OKL4 Microkernel w/ User-mode Linux: open-source, ~15KLOC hypervisor in many HTC phones
seL4, formally verified to the code, is due out soon. Spec is done, and code will be for ARM processor. I would port it to x86, but I'm not a mathematician...
All of these let me run almost everything in user-mode, totally isolate untrusted components from trusted ones, and carefully control how each partition communicates with each other. Quite frankly, I wish I had these things a long time ago. It makes designing things like Red-Black separation, VPN's, and trusted path mechanisms so much easier. The main issues that remain are driver privileges and CPU bugs, which Core Duo has like 100+ of and Itanium over 200. Some allow hijacking. Funny thing is that I can solve either issue one alone, but not both. Not without owning a fab... for now...
#16
Posted 18 June 2009 - 06:46 PM
#17
Posted 19 June 2009 - 09:35 AM
Windows 7 has a lot of enthusiasm behind it here on BinRev.
I picked 'Other'. The reason being is that even though I am enthusiastic about eventually learning the in's and out's of Free/Open-BSD, I've not put in much time to do so, yet. However, I rather like Debian, only because of the easiness of Aptitude for installing and removing software. I'm not really fan-boy'ish towards any distro./OS any more than any other - and I just started using Debian a couple months or so back.

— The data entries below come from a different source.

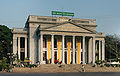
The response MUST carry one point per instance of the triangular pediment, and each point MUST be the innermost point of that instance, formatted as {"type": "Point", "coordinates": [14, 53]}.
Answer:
{"type": "Point", "coordinates": [68, 27]}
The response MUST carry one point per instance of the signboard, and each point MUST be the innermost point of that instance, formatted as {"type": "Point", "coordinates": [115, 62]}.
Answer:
{"type": "Point", "coordinates": [62, 13]}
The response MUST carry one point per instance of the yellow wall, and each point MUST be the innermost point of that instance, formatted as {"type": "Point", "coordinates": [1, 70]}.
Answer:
{"type": "Point", "coordinates": [69, 47]}
{"type": "Point", "coordinates": [78, 50]}
{"type": "Point", "coordinates": [49, 48]}
{"type": "Point", "coordinates": [59, 48]}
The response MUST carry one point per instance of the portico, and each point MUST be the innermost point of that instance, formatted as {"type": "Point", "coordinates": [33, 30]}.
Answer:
{"type": "Point", "coordinates": [72, 41]}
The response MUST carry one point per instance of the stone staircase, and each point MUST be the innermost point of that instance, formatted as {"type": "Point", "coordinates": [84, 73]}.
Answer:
{"type": "Point", "coordinates": [67, 68]}
{"type": "Point", "coordinates": [51, 68]}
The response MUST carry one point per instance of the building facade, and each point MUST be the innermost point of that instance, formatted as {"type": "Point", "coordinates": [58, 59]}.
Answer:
{"type": "Point", "coordinates": [70, 40]}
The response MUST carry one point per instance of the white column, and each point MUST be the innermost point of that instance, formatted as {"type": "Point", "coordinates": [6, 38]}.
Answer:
{"type": "Point", "coordinates": [63, 61]}
{"type": "Point", "coordinates": [25, 47]}
{"type": "Point", "coordinates": [99, 50]}
{"type": "Point", "coordinates": [52, 50]}
{"type": "Point", "coordinates": [83, 49]}
{"type": "Point", "coordinates": [90, 51]}
{"type": "Point", "coordinates": [93, 41]}
{"type": "Point", "coordinates": [73, 49]}
{"type": "Point", "coordinates": [103, 50]}
{"type": "Point", "coordinates": [14, 45]}
{"type": "Point", "coordinates": [41, 49]}
{"type": "Point", "coordinates": [18, 47]}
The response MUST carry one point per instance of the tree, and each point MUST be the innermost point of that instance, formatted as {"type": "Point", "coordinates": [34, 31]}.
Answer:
{"type": "Point", "coordinates": [112, 46]}
{"type": "Point", "coordinates": [5, 40]}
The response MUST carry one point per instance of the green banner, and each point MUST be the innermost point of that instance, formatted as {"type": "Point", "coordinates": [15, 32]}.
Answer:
{"type": "Point", "coordinates": [62, 13]}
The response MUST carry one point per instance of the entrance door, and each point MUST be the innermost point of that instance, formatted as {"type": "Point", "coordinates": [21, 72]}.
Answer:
{"type": "Point", "coordinates": [65, 56]}
{"type": "Point", "coordinates": [22, 56]}
{"type": "Point", "coordinates": [55, 56]}
{"type": "Point", "coordinates": [45, 57]}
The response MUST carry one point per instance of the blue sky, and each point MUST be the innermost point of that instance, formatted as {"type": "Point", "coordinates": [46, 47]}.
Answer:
{"type": "Point", "coordinates": [13, 13]}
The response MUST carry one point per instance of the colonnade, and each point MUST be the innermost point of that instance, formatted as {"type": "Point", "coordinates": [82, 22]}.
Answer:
{"type": "Point", "coordinates": [91, 49]}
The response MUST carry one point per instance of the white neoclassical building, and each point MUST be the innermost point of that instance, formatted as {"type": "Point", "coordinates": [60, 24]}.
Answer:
{"type": "Point", "coordinates": [71, 40]}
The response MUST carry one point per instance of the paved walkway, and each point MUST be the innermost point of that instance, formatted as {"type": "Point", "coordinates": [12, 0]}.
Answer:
{"type": "Point", "coordinates": [50, 68]}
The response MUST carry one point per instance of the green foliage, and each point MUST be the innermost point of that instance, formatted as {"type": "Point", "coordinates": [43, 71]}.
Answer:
{"type": "Point", "coordinates": [5, 40]}
{"type": "Point", "coordinates": [4, 65]}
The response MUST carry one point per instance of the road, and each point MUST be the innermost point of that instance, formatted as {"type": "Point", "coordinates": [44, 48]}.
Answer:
{"type": "Point", "coordinates": [61, 74]}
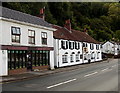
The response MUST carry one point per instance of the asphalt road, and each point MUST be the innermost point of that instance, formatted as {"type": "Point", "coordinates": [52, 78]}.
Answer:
{"type": "Point", "coordinates": [96, 77]}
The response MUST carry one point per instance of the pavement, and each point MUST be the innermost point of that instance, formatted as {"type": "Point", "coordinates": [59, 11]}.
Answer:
{"type": "Point", "coordinates": [33, 74]}
{"type": "Point", "coordinates": [99, 76]}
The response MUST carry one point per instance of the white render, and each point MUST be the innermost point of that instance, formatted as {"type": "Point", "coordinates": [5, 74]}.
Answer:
{"type": "Point", "coordinates": [59, 52]}
{"type": "Point", "coordinates": [111, 48]}
{"type": "Point", "coordinates": [6, 33]}
{"type": "Point", "coordinates": [3, 63]}
{"type": "Point", "coordinates": [5, 39]}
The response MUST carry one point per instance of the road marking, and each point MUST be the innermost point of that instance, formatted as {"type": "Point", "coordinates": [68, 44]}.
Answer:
{"type": "Point", "coordinates": [104, 69]}
{"type": "Point", "coordinates": [90, 74]}
{"type": "Point", "coordinates": [61, 83]}
{"type": "Point", "coordinates": [114, 66]}
{"type": "Point", "coordinates": [109, 69]}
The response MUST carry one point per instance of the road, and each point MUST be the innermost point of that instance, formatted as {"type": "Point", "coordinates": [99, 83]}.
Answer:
{"type": "Point", "coordinates": [97, 77]}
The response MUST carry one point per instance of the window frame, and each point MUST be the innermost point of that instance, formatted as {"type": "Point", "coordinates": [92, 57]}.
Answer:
{"type": "Point", "coordinates": [44, 39]}
{"type": "Point", "coordinates": [31, 37]}
{"type": "Point", "coordinates": [64, 59]}
{"type": "Point", "coordinates": [15, 35]}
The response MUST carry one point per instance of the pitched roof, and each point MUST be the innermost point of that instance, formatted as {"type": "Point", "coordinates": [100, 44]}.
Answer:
{"type": "Point", "coordinates": [23, 17]}
{"type": "Point", "coordinates": [63, 33]}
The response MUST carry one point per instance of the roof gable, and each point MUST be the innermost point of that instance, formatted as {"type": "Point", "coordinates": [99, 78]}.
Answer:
{"type": "Point", "coordinates": [74, 35]}
{"type": "Point", "coordinates": [23, 17]}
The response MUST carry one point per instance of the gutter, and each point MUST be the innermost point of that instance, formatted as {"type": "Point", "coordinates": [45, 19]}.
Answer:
{"type": "Point", "coordinates": [28, 24]}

I'd like to develop my own personal micro-distro of Debian, custom tailored to what I like and what I most commonly use. A lot of times, for all practical purposes, that means installing Fluxbox WM, and 'nixing Gnome.
#18
Posted 19 June 2009 - 12:24 PM
I've recently become a fan of PCBSD though too. It's FreeBSD but with a KDE4 frontend. Very nice except for the UFS filesystem is a bit slower than ext4 and the bootloader has been buggy for windows. Maybe it would help not to multi-boot 4 OS's at a time.
#19
Posted 03 July 2009 - 08:07 AM
All those other flavors lost their way; they are anti-windows by pretending to be windows. Makes no sense to me.
Real Linux is about being in complete control of the machine for the lowest cost both in money and resources.
#20
Posted 09 July 2009 - 07:48 PM
You might want to edit the poll to include Chrome OS...I'm curious to see how it compares against the other flavors of Linux.Just curious. There's a lot of buzz around about these lately so I figured I'd see where Binrev stands.